I was on a call the other day and we were walking through requirement 10 of the PCI DSS v3 to ensure we had everything covered regarding changes. One of the other people on the call gasped and told all of us to look at requirement 10.6.
“Review logs of all other system components periodically based on the organization’s policies and risk management strategy, as determined by the organization’s annual risk assessment.”
The person who gasped said, “You don’t think they mean ALL other systems as in everything do you?”
We all looked at the Guidance column for advice and saw that it said:
“Logs for all other system components should also be periodically reviewed to identify indications of potential issues or attempts to gain access to sensitive systems via less-sensitive systems. The frequency of the reviews should be determined by an entity’s annual risk-assessment.”
The tests 10.6.1 and 10.6.2 also refer to “all other systems” as well. In the end, we came to agreement that the new version of the PCI DSS does call out that all systems, even those out of scope, need to have their log data reviewed based on their risk to the organization.
Talk about a “How in the Hell did we miss that?” kind of moment.
Worse is that we know a lot of organizations are going to push back very, very hard on this requirement. They sized their security information and event monitoring (SIEM) solution based on their cardholder data environment (CDE) and Category 2 systems, not their entire networks. But it gets even worse because this is not a requirement that you can put off until 2015, this requirement needs to be complied with immediately when going to the new version of the PCI DSS. Oops!

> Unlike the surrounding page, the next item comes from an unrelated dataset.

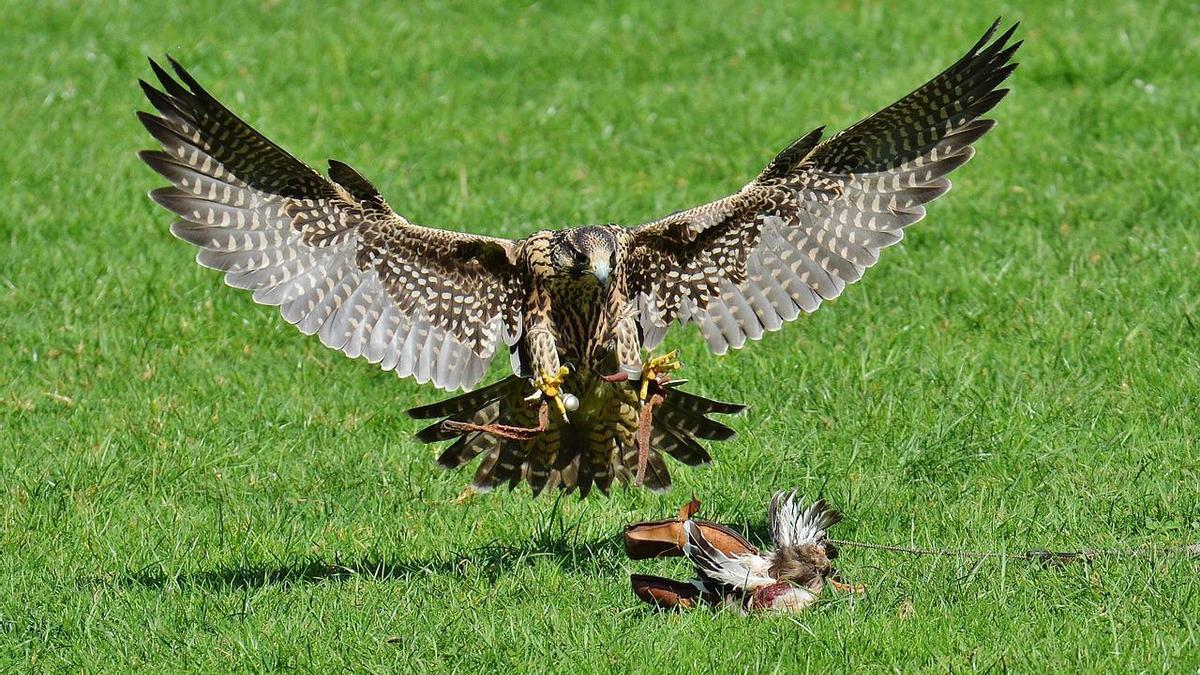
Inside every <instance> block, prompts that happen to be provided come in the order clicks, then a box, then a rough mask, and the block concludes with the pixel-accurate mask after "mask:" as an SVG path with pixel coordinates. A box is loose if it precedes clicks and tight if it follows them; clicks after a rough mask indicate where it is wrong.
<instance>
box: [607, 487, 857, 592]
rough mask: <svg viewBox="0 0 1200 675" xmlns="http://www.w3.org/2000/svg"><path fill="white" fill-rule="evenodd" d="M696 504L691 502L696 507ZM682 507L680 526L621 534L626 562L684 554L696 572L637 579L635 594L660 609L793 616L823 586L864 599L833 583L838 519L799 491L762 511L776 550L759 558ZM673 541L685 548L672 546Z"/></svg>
mask: <svg viewBox="0 0 1200 675" xmlns="http://www.w3.org/2000/svg"><path fill="white" fill-rule="evenodd" d="M694 503H695V502H694ZM695 508H698V503H696V506H695V507H694V508H692V509H690V510H689V509H688V507H685V509H684V510H682V512H680V518H679V519H676V520H670V521H658V522H641V524H636V525H634V526H631V527H629V528H628V530H626V531H625V544H626V550H628V551H629V554H630V557H632V558H635V560H638V558H642V557H660V556H671V555H679V554H682V555H683V556H685V557H686V558H688V560H689V561H691V563H692V566H694V567H695V569H696V578H695V579H694V580H691V581H676V580H673V579H666V578H661V577H650V575H643V574H635V575H632V577H631V578H630V581H631V584H632V586H634V593H635V595H637V597H638V598H641V599H642V601H643V602H647V603H649V604H653V605H655V607H660V608H664V609H673V608H692V607H697V605H698V604H708V605H713V607H724V608H730V609H733V610H737V611H745V613H786V614H796V613H799V611H803V610H805V609H808V608H809V605H811V604H812V603H814V602H816V599H817V597H818V596H820V595H821V591H823V590H824V586H826V584H827V583H829V584H830V585H833V586H835V587H838V589H841V590H853V591H857V592H862V591H860V589H858V587H852V586H848V585H846V584H842V583H840V581H838V580H836V579H835V572H834V567H833V560H834V558H835V557H838V550H836V548H834V545H833V543H830V542H829V539H828V537H827V531H828V530H829V527H832V526H834V525H836V524H838V522H839V521H841V518H842V515H841V513H839V512H838V510H835V509H833V508H830V507H829V504H827V503H826V502H824V501H823V500H817V501H816V502H812V503H811V504H809V506H805V504H804V500H802V498H797V496H796V491H794V490H792V491H790V492H775V495H774V497H773V498H772V500H770V507H769V508H768V510H767V524H768V528H769V530H770V539H772V543H773V545H774V550H768V551H758V550H757V549H755V548H754V546H752V545H751V544H750V543H749V542H746V540H745V539H744V538H742V536H739V534H738V533H736V532H733V531H732V530H730V528H727V527H725V526H721V525H716V524H712V522H706V521H700V520H694V519H692V518H691V514H692V513H694V512H695ZM677 538H678V539H682V543H679V544H678V545H677Z"/></svg>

But if this is not enough, the Council used that word “periodically” in the requirement. In the guidance they state, “The frequency of the reviews should be determined by an entity’s annual risk-assessment.” So there is another requirement for the risk assessment. Your risk assessment must define why log data of all systems is only reviewed once a month/quarter/year/etc. However, if you are routing all log data from all systems/devices into a SIEM, it should be reviewed in almost real-time.
Congratulations to all those SIEM vendor sales people out there as it will likely be a very good year for all of you.
Just wanted to provide you all with the heads up.